SysCV / sam-pt

SAM-PT: Extending SAM to zero-shot video segmentation with point-based tracking.
https://arxiv.org/abs/2307.01197
Apache License 2.0
950 stars 60 forks source link

Cab sam-pt automatically track? #29

Closed jimmylihui closed 3 months ago

jimmylihui commented 9 months ago

Hi, Can I ask if sam-pt can automatically track?

m43 commented 8 months ago

Hi, thank you for your question. Yes, SAM-PT can track an object that is defined in the initial frame. It outputs segmentation masks for all subsequent frames in the video. For the first frame, the target object is defined using "query" points. Have I understood your question well, I'm not sure what you might have referred to with "automatically"?

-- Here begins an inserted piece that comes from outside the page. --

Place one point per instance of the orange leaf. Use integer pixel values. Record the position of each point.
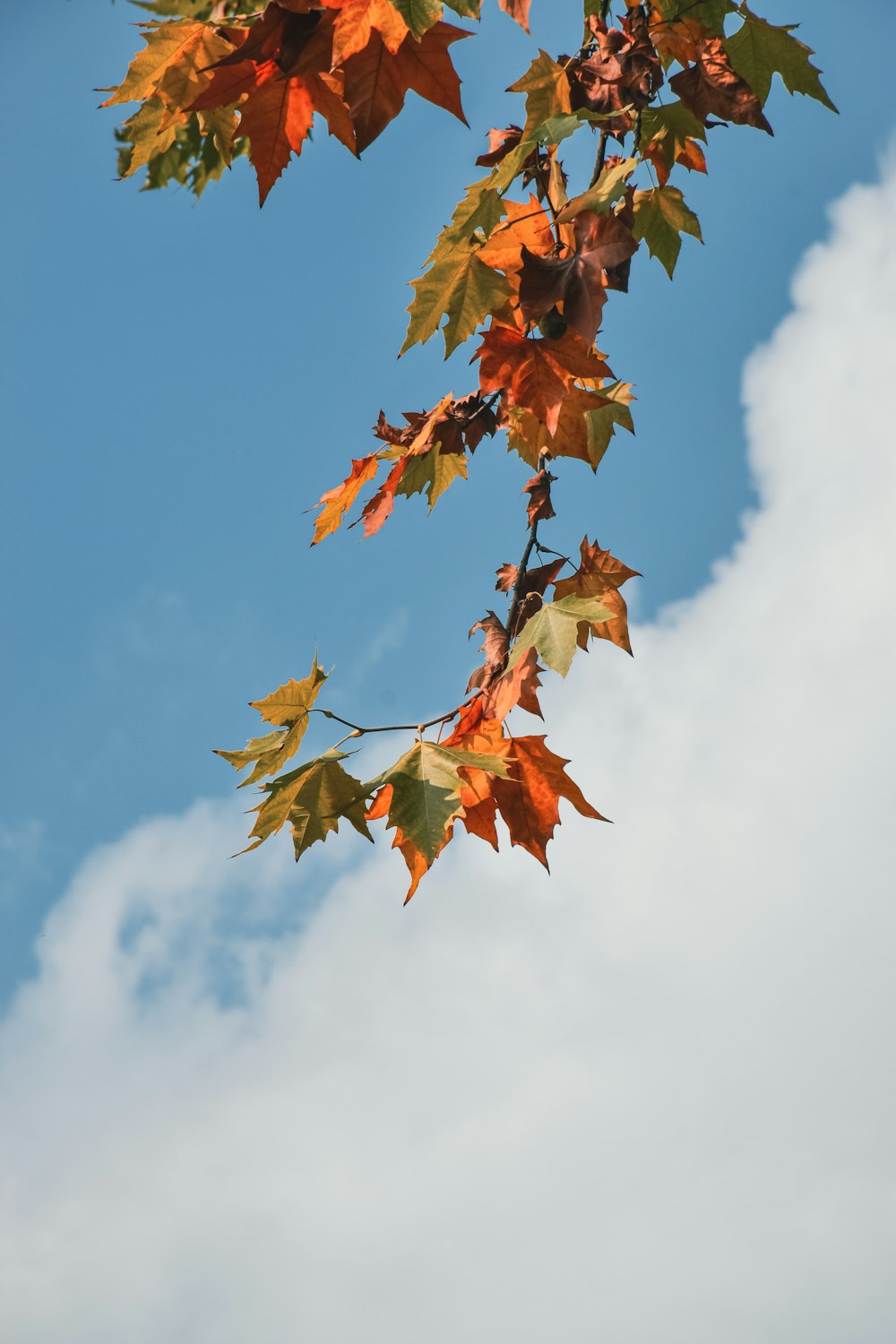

rruiz-s commented 7 months ago

Hi, thank you so much for sharing SAM-PT and your explanation.

I've experiment with SAM-PT and as @m43 kindly explained, SAM-PT uses the points from the first frame to track the object automatically in all subsequent frames of the video.

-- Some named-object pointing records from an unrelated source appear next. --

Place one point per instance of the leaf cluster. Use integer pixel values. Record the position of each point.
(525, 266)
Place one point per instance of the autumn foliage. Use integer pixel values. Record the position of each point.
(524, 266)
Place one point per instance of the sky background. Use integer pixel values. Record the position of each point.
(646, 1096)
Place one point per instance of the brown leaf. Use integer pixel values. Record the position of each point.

Maybe related to @jimmylihui initial question, I was wondering if there is a way to include new query points for subsequent frames in the video while keeping the initial query points. In my case, I had some problems because new objects that were not in the first frame appeared later in the video. Therefore, while the objects from the first frame were being tracked automatically , the new objects from subsequent frames were not.

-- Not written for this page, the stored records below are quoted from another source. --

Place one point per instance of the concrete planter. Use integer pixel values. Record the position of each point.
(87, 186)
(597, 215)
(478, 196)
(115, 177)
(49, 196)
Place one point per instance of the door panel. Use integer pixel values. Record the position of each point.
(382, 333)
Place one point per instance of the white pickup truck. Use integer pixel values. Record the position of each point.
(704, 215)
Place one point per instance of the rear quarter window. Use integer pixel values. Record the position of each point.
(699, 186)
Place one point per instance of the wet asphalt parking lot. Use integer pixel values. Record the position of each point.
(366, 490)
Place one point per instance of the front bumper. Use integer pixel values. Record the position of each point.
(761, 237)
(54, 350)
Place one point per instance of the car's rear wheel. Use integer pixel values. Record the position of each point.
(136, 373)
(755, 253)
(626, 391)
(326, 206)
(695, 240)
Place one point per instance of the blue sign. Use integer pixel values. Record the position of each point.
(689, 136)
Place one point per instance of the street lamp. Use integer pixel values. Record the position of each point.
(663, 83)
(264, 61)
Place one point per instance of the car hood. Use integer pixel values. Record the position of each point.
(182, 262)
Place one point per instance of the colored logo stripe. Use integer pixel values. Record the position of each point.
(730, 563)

Again, congratulations on the work and thank you for sharing.

Edited: I shortened the comment to remain within the limits of the initial question

m43 commented 7 months ago

Thanks for the question!

Yes, the model supports being passed query points with arbitrary and varying timesteps for the same mask (see here). The inputted query points are defined as a tensor of shape (num_masks, n_points_per_mask, 3), with each element denoting the (t, x, y) (timestep, x location, y location) of the query point. For example, if you track one mask with (1920, 360) at timestep 0 and (960, 720) as timestep 2, then you would have a query points tensor like torch.tensor([ [[0, 1920,360], [2, 960,720]] ]).

However, this functionality hasn't been utilized in the simple demo where I fixed the query timestep of all points to 0 here for simplicity. Maybe you want to adapt (or contribute) the code in the way necessary for your use case, or perhaps I could update the demo sometime.

rruiz-s commented 7 months ago

Thank you very much @m43 for your clear and detailed answer!

I feel it gives relevant information for this thread, particularly regarding the timestep element of the query points and its possibilities.